Liz Alvarez is the author of Social Security, Medicare & SSI Made Simple, a two-volume series designed to bridge the gap between technical federal regulations and real-life retirement decisions.
The series was written with a clear purpose: to make complex systems understandable before permanent decisions are made.
Volume I focuses on foundational rules, eligibility timelines, reduction formulas, and the forms required in real-world filing situations. It explains how retirement, spousal, survivor, disability, and Medicare coordination rules operate under federal law.
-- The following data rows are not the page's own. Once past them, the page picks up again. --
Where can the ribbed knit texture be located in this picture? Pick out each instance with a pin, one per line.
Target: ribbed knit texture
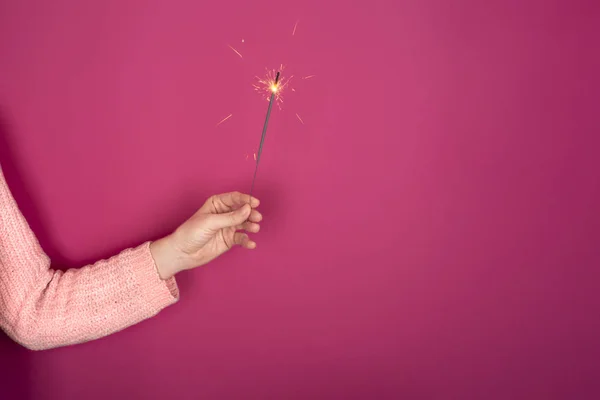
(43, 308)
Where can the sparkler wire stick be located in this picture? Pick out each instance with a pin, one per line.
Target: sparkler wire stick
(264, 134)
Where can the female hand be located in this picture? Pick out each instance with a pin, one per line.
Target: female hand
(210, 232)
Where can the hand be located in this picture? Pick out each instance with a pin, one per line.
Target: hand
(210, 232)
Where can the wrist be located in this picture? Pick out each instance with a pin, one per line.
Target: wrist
(166, 257)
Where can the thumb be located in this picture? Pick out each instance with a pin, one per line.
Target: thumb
(230, 219)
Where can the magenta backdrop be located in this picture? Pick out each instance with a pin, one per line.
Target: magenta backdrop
(431, 230)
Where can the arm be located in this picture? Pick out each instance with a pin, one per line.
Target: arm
(43, 308)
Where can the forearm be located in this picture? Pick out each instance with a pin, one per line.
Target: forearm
(43, 308)
(63, 308)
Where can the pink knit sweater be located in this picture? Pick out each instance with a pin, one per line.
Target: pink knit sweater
(42, 308)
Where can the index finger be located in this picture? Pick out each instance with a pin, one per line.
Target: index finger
(237, 199)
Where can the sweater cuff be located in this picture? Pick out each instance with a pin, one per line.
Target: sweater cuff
(156, 293)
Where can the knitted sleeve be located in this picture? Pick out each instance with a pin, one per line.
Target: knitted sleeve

Volume II moves beyond theory and into application. Through structured case studies, it illustrates how those rules play out in practice — showing how early filing, missed enrollment windows, misunderstood survivor provisions, and income-related adjustments can reshape long-term financial outcomes.
Together, the books are designed for individuals who want clarity without legal jargon — and for professionals who want structured understanding without having to navigate thousands of pages of internal manuals.
Readers frequently express the same reaction: “I wish I had known this before I filed.”
Why the RSSA Credential Matters
The Registered Social Security Analyst® (RSSA) designation reflects formal study and examination in the rules governing Social Security benefits. It requires advanced training in retirement calculations, survivor coordination, disability programs, spousal and ex-spousal benefits, earnings limits, and Medicare integration.
Social Security is governed by federal statute and administered through structured internal guidance. It is not intuitive. The rules operate through defined reduction schedules, eligibility thresholds, and coordination frameworks that can permanently affect household income.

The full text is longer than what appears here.